Don’t let agent complexities delay your market entry! MedDev Experts has a proven track record of success, helping foreign manufacturers achieve fast approvals and expand their business in India.
Read our article on “Finding the Right Authorized Agent for Your Medical Device in India“ or Contact Us today for a free consultation!
Unlock the Indian healthcare market with the essential MD 15 License. Follow these steps to navigate the CDSCO application process and ensure a smooth import experience:
I. Register on the CDSCO Portal:
- Create an account on the official CDSCO website.
- Meticulously prepare all required documents to avoid delays.
II. Navigate the SUGAM Portal:
- Access the online application on the CDSCO SUGAM portal.
- Diligently upload essential documents, including:
- Device master file
- Site master file
- CE Certificate
- Free Sale Certificate
- Quality certifications
- Maintain transparency in presenting information that substantiates device safety and efficacy.
III. Complete Payment and Submission:
- Facilitate a seamless application by making the prescribed fee payment through the Bharatkosh portal.
- Finalize your submission by uploading the digitally signed Form MD-14.
IV. Await License Issuance:
- CDSCO will provide an application number for tracking and communication.
- Upon thorough verification, CDSCO grants the MD-15 License, empowering you to import and sell medical devices in India.

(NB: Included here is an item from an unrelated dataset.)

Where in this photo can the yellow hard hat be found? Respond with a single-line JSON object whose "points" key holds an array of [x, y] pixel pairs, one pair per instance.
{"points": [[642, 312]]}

Ready to start your MD-15 license application? Get expert guidance and support from MedDev Experts. Contact us today to ensure a hassle-free process and accelerate your market entry!
Struggling with Medical Device Regulations in India?
Get Fast Approvals & Expert Guidance from MedDev Experts (Reduce time by 30%).
Complete List of Documents for MD 15 License:
1. Power of Attorney (POA):
All medical devices, including In-Vitro Diagnostics (IVDs), fall into one of four risk-based categories in India:
- Authorizes your Indian representative to act on your behalf.
- Must be authenticated from the Indian Embassy.
2. Manufacturing License:
- Self-attested copy of your valid manufacturing license
- Duly apostilled/notarized copies from the device’s country of origin.
4. Inspection/Audit Report:
- Copy of the latest audit report (within 3 years) from a Notified Body or National Regulatory Authority
- Notarized copy of ISO 13485 Certificate.
6. Quality Assurance Certificates
- Notarized copies of CE type examination, CE product quality assurance, or Full Quality Assurance Certificate.
7. CE Design Certificate::
- Notarized copy of CE Design Certificate
- Notarized copy Declaration of Conformity
11. Overseas Manufacturing Site Registration:
- Notarized copy from the competent authority in the country of origin.
12. Authorized Agent Details:
- Constitution details of your domestic authorized agent.
- MD 42 License Copy
Speed Up Your Medical Device Import to India with MedDev Experts!
Tired of complex import regulations delaying your market entry? We’re India’s leading consultants, trusted by 200+ companies. Our experts handle everything: classification, document prep, CDSCO fees & more. Reduce approval time by 20% and get compliant with confidence.